If the range of a property is intended to be interpretable as natural
language utterances then langString (or a defined  OWL datatype restricting
PlainLiteral to have a non-empty language tag) is usually a good choice.

If a property has  string  values that do not correspond to a natural
language utterance, then using a range of xsd:string is appropriate.

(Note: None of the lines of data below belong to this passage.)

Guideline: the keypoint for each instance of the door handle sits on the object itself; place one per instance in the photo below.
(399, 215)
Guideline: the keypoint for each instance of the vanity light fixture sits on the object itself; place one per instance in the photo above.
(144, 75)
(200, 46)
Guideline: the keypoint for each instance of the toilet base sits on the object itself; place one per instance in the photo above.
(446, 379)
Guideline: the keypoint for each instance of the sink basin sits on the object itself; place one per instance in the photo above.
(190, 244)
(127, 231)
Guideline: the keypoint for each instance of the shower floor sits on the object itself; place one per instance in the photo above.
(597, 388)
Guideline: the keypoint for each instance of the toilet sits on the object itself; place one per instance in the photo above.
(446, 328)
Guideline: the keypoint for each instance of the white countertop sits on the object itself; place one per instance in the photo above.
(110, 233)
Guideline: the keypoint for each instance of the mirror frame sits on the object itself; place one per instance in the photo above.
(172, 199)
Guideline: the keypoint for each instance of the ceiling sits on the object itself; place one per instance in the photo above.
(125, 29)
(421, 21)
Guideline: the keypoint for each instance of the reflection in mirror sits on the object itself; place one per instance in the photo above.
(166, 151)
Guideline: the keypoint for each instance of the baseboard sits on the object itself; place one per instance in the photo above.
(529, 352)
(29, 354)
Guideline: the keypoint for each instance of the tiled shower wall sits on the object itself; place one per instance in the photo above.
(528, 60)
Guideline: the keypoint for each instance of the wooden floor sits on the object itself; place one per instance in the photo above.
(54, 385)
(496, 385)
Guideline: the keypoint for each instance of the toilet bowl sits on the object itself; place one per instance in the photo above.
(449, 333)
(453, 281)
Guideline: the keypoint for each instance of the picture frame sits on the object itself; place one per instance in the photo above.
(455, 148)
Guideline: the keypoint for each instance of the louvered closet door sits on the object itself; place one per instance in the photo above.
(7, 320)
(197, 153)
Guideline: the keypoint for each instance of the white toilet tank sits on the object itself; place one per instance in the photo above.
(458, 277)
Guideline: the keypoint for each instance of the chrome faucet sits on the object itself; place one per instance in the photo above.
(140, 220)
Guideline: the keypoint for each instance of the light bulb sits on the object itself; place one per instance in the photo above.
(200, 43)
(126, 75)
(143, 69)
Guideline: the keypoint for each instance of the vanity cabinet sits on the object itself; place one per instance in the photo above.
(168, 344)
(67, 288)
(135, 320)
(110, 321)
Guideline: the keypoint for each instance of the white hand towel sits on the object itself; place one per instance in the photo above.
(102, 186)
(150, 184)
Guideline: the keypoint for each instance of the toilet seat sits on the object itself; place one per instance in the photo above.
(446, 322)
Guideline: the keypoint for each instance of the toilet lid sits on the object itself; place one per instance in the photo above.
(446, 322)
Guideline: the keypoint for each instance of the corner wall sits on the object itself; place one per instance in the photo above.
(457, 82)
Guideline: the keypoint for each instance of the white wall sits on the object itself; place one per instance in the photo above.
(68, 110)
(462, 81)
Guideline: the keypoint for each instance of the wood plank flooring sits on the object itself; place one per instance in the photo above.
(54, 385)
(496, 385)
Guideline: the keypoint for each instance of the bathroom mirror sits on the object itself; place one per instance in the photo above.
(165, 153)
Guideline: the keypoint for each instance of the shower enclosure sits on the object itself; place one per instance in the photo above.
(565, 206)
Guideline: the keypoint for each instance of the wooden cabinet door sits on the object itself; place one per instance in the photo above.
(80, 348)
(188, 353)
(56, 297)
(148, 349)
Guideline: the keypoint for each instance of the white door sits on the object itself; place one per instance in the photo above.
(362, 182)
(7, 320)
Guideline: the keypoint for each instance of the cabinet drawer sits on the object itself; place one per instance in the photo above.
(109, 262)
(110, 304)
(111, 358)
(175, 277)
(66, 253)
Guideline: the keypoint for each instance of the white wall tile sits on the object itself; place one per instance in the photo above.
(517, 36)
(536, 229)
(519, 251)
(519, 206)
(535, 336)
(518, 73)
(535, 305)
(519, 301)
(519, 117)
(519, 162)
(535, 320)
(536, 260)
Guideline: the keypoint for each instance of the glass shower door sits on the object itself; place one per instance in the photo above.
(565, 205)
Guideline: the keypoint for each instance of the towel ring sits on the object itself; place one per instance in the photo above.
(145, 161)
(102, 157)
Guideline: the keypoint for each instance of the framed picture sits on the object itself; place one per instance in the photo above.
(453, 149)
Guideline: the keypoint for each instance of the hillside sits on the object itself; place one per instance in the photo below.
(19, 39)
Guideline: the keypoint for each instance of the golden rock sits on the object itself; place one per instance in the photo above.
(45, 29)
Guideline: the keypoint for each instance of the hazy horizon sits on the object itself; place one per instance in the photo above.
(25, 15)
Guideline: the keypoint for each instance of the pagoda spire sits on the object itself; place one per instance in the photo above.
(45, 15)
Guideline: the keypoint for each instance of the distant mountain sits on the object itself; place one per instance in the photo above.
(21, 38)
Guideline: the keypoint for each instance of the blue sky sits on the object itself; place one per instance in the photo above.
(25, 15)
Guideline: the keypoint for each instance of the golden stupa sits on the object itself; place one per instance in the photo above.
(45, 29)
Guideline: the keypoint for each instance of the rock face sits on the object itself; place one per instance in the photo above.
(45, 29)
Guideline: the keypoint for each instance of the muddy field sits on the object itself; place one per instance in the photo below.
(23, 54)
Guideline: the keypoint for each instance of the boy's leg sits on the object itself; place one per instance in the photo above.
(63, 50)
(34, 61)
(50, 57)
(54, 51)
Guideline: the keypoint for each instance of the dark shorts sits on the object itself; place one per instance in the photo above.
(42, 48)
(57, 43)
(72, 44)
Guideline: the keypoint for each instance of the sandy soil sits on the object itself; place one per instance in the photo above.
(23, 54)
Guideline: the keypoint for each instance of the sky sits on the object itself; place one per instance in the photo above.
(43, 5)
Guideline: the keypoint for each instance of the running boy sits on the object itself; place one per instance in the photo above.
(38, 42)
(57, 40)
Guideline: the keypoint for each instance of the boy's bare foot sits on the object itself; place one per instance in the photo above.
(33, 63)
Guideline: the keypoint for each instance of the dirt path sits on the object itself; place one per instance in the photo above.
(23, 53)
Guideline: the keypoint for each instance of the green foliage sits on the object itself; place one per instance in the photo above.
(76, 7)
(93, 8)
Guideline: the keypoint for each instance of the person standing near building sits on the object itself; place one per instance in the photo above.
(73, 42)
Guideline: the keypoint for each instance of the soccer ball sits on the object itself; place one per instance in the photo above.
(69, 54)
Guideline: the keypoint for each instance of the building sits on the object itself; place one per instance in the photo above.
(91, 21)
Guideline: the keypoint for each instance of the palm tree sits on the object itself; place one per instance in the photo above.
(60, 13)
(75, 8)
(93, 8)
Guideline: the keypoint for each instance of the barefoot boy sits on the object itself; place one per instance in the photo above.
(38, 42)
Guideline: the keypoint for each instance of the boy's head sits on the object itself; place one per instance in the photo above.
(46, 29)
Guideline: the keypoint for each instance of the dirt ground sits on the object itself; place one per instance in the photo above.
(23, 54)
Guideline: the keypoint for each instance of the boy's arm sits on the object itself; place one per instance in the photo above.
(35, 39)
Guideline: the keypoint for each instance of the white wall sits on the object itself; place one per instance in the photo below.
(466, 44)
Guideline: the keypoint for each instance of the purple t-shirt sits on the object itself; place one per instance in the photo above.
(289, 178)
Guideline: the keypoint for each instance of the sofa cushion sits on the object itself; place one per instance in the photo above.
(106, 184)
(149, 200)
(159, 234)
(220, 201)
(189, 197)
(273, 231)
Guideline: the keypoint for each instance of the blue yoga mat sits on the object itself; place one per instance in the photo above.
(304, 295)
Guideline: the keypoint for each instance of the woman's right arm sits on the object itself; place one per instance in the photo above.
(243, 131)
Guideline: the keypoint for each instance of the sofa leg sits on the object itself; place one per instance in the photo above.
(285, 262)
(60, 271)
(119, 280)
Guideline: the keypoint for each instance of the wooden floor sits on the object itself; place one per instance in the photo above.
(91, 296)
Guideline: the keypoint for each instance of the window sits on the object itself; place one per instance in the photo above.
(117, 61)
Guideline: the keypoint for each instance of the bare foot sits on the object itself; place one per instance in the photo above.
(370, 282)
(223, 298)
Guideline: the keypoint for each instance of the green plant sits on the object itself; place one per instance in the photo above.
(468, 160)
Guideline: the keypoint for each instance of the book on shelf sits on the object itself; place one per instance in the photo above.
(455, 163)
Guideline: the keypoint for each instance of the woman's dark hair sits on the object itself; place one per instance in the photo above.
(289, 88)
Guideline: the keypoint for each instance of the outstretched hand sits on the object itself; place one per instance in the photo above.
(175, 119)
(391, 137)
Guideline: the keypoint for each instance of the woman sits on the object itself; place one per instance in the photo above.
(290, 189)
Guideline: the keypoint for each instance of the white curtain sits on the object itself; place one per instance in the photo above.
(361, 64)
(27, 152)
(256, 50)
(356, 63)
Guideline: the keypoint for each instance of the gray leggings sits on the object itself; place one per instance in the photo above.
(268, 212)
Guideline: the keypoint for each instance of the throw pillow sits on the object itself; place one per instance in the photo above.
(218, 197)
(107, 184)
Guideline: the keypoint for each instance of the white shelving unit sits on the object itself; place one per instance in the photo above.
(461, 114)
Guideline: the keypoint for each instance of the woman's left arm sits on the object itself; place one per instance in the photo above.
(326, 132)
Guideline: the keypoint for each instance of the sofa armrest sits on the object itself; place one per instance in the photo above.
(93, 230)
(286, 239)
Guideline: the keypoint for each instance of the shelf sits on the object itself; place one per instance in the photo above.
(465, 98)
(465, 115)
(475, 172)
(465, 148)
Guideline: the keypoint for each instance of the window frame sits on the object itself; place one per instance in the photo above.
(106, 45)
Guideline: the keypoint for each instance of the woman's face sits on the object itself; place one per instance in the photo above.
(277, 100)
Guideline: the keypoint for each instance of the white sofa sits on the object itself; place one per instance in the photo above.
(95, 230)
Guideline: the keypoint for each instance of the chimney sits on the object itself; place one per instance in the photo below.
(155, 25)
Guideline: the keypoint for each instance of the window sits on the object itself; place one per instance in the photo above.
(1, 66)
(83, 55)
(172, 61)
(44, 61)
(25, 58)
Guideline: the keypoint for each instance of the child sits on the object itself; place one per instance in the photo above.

If a property can have values which are strings that  may or may not have
language tags, then PlainLiteral may be appropriate; however this does not
distinguish between strings in an unknown or unspecified natural language,
and strings which are Just Strings.
In situations like this it may be useful to define objects to serve as
value holders. Doing so can also allow for more detailed restrictions in
OWL (e.g. requiring the preferred label for a Concept in a given KOS to be
unique for a given language).

3: rdfs:label is an annotation property, which means that it should be used
to add metadata describing things in an ontology document, rather than the
things the ontology is about. As a consequence of this, any rdfs:label
assertions are completely ignored by OWL direct semantics ; there are only
three axioms that can be used when defining annotation properties
(subproperty, domain, and range). Even these are invisible to a direct
semantics reasoner (though they can be used by editors and other tools).